On a related note, storage archives have mostly become active archives. The active part means the new class of archival storage, based on web-scale object storage technology, keeps all data at hand. While perhaps not yet suitable for relational database management system style I/O, modern object storage can deliver massive I/O read throughput well-suited for information search and retrieval, file versioning, online data recovery and analytical processing.
Cohesity, Igneous Systems and others copy primary NAS data into a web-scale, object-based active archive. Doing that instead of just moving the data provides instant and robust backup data protection with immediate online recovery and restore at a granular level, if desired. You can also get the same primary storage file data in object form for things such as big data analytics, off-site replication and other tasks that might otherwise interfere with primary storage performance.
- Policy- and rules-based management. Increasing IT automation is key across the board, especially for scaling storage management and governance. Policy- and rules-based storage engines -- such as the open source iRODS, Starfish Storage and DataFrameworks' ClarityNow -- can ensure that access and compliance requirements are enforced. They can also implement other lifecycle management processes such as retention, aging, indexing, tracking provenance and checking data integrity. Rules engines can help with large-scale data ingest, drive complex background replication and tiering tasks, and even implement in-storage analytical functions. They're often used on data ingest to extract metadata and index data content to build a global data search function and trigger other storage services.
- User services and usage oversight. End users increasingly expect enterprise storage services to work like personal storage services. For files, users want automatic versioning and self-service recovery, while block and object users want cloud-like elasticity on demand. Everyone wants immediate provisioning, direct cost visibility and minimal service levels for performance, resiliency and availability. Many storage products provide this cloud-like experience to end users on behalf of IT, abstracting away the gritty details of the enterprise infrastructure.

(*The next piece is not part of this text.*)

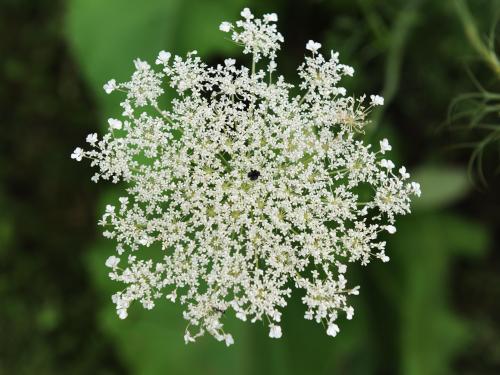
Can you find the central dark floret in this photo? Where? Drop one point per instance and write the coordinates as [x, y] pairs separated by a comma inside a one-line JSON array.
[[253, 175]]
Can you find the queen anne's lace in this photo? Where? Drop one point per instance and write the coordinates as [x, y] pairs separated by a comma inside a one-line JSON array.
[[245, 189]]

IT must ensure data protection in terms of backup, disaster recovery and integrity, while also providing end-to-end security. Many storage products will layer on end-to-end data encryption, provide in-place data masking based on access policies, and track full audit trails of access and processing. With near-infinite elastic -- and costly -- capacity available, enforcing old-school quotas and file blocking, the way NTP Software's QFS does, can be more important now than ever.
How to improve governance and control of unstructured data
- Copy data management reduces copies and secures access to master data.
- Automated storage tiering moves colder data to cheaper storage, including clouds, without affecting running applications.
- Active backup and archive object storage reduces separate backup processing.
Get ready for super storage
Many storage vendors mentioned in this story span multiple categories of unstructured data management. You need good metadata to optimize or automate capacity to control costs and virtualize data across the enterprise to provide global end-user features and assure IT governance. Also, the capabilities on this list are often used together to ensure wider governance operations, such as enforcing data regionalization and globally scrubbing personally identifiable information by default.
Overall, many of these new data storage capabilities are focused on managing unstructured data sets, particularly large ones, in secondary storage. They're already letting us collect and exploit far more valuable information than ever before. These capabilities will converge to the point where we will see super storage emerge that combines all of what primary and secondary storage tools independently offer today.